みどりが発信源となったうわさ話は、ネットワークに乗って瞬く間に世界中に広がっていた。そのせいでアコンカグヤには問い合わせが殺到し、噂の否定に躍起になっているそうだ。

「怒ってませんかね?」

由布がカウンターの中にいる沙織の父親、達雄に声をかけた。

「大丈夫さ……あいつはそんなこと気にしないから」

昔ドラマーだったからかどうかはわからないが、ちょっと太めの体格をした達雄は笑いながら言った。

「むしろ喜んでるんじゃないのかな?」

「喜んでる?」

「そう……いい宣伝効果だと思うよ」

「確かに、隠しすぎても話題にならないですもんね。……だってさ、みどり?」

「そ、それって慰めてるつもりなのぉ?」

「そ」

「ま、おれが怒られるだけだからいいんだけど」

「ご、ごめんなさい!」

みどりは頭をこすり付けるようにして謝った。

「まあ大丈夫だよ」

「それにしても、もう明日なんだねえ……」

由布がしみじみと言った。

「ほんとにほんとなのかな、その話?」

「だったらあたしがまぬけだよぉ……」

みどりが嘆く。

「そうね。世界中の笑い者よね」

くすくす笑いながら沙織は言った。

「もう、沙織ったら……元はと言えば、沙織が話さなきゃこんなことにはならなかったんだよ!」

「うふふ……そうよね……あたしからちゃんと謝っておくわ」

「明日は何時に発表なの?」

由布が言った。

「お昼だよ、噂によればさ」

半ばなげやりにみどりは言った。

「放送自体は夕方みたいだけど……それにしても全世界一斉中継って、ほんとだとしたらすごい話だよねえ」

「そうね……なんだか信じられないわ」

由布がそう言ってため息をつくと、沙織がスツールから立ち上がった。

「沙織?」

「ああ……今日は疲れちゃった」

「大丈夫?」

「うん、平気平気……さて、明日も頑張らなくちゃね」

沙織はそう言って背伸びをした。

「じゃあたし、一旦部屋に戻るから……また明日ね」

そう言って、沙織は店内から出ていった。

「また明日か……」

「ああ、学校行きたくない〜」

「ごねないの、みどり!さ、あたしたちも帰りましょ」

そう言って由布はみどりを引きずるようにして立ち上がると、達雄に挨拶をして店から出ていった。

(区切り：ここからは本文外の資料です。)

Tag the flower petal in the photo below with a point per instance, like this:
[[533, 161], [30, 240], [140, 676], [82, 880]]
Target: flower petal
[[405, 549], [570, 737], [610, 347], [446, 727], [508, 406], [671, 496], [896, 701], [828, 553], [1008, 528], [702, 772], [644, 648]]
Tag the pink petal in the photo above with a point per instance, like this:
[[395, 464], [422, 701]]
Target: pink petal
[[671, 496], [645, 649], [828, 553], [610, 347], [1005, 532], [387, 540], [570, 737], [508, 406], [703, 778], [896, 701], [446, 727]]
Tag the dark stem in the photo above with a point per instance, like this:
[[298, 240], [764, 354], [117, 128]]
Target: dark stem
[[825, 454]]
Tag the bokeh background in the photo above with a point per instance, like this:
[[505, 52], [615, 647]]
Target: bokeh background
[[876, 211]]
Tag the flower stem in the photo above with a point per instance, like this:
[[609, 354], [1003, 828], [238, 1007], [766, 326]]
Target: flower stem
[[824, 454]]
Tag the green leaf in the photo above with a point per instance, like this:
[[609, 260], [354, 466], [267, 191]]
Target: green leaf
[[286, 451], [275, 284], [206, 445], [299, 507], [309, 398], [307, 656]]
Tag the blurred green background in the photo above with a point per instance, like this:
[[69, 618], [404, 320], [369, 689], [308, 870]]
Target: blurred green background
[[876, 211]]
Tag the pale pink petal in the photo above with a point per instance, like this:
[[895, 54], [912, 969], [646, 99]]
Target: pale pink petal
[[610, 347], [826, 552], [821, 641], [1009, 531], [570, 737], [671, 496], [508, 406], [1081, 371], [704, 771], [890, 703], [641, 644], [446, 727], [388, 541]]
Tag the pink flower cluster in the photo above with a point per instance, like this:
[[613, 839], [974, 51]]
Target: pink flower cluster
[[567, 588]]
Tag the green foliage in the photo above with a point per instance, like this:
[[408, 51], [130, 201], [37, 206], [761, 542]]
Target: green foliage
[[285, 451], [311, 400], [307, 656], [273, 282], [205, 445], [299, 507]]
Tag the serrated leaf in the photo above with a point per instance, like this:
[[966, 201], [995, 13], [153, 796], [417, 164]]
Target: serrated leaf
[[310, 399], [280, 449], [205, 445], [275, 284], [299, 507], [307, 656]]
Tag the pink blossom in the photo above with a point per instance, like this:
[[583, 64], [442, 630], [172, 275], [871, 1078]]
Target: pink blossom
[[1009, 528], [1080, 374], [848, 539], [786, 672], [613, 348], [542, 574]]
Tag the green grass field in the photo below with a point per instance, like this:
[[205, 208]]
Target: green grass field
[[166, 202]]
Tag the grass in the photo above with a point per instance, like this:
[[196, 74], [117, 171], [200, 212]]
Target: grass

達雄は彼女たちの食器を片付けると、二階の、沙織の部屋の方を見上げながら呟くように言った。

「しかしなあ……こんなことまでするかね……ちょっと悪ふざけが過ぎるとおもうんだがな……」


さて、問題の日の当日、朝。

「あれ……沙織いないの?」

由布が教室を見回しながら言った。

「うん、それがさあ……また用事だとかで学校休むって」

みどりが机の上で頬杖をつきながらおもしろくなさそうに言った。

「またなにかたくらんでるみたい……」

「それは考えすぎだって」

「だといいけど……」

「とにかく、お昼まで待ちましょう」


そして昼休み。放送部は噂の検証と称して、各報道機関の動きと校内放送システムでリアルタイムで報道した。もちろんキャストはみどりである。

「お、聞こえてきたね」

教室でお弁当をつつきながら由布が言った。

「噂通りかなあ……」

友子が興味津々という感じでみどりの声に耳を傾けた。

『はーい!あたしが発信元の噂話で持ち切りだって言うじゃない?あたしの情報網もまんざら捨てたもんじゃないでしょ?ま、それは噂が本当だって証明しなきゃしゃれになん無いけどね……だがしかし!本当だったんだよねえ〜!!』

「みどりったら嬉しそう……でも本当だった?」

「うんうん……それで?」

わくわくしながら友子は言うと、

『じゃ、その発表聞いてみよう!』

音声が切り替わる。記者会見の中継音声らしい。

『……ここに突然の発表をすることをお許しください。我がアコンカグヤ・レーベルは、本日新人アーティストのデビューを宣言します。名前等の詳細情報は今は明かせませんが、本日日本時間午後5時より専用チャネルにてデビューライブを放送します。全てはそこで明らかになるでしょう……』

「……へえ、そうなのかぁ」

由布は感心したような声で言った。

「5時だって……今日は練習無いから見なくっちゃ!」

はしゃぐ友子。

『……というわけで、噂は本当だったね!さあ今日はなにもかもすっ飛ばして、専用チャネルにゴーだっ!』


そういうわけで……由布の家には、由布と明、由一と友子、それにみどりとこの春乙夜に入る信雄が集まった。

「あと五分かぁ……早くやらないかなあ」

みどりは待ちきれないと言った感じで言った。

「そんなにすごいことなの?」

信雄が興味なさそうに聞く。

「それをこれから見届けるんじゃないの!」

びしっと指を信雄の鼻先に突きつけながらみどりは言った。

「わかってないなあ君は……それにさ、大手レーベルがここまである意味めちゃくちゃなデビュー形式をとるってことはだよ、よっぽど自信があるってことじゃん。その自信がどれほどのもんか確かめるのは、音楽ファンとしては当然の行動よ!」

「そ、そんなこと言われても……僕は興味ないし……」

「じゃあなんでここにいるのよ!?」

「まあまあみどり……もうすぐ始めるよ」

友子に言われてみどりはテレビ画面に集中した。あと一分で始まる。


和広はリビングのソファに座りながらテレビの画面に目を向けていた。

それ自体に特別興味があったわけではない。噂話に躍らされるほど彼は愚かではなかったし、音楽関連は疎い方だったからだ。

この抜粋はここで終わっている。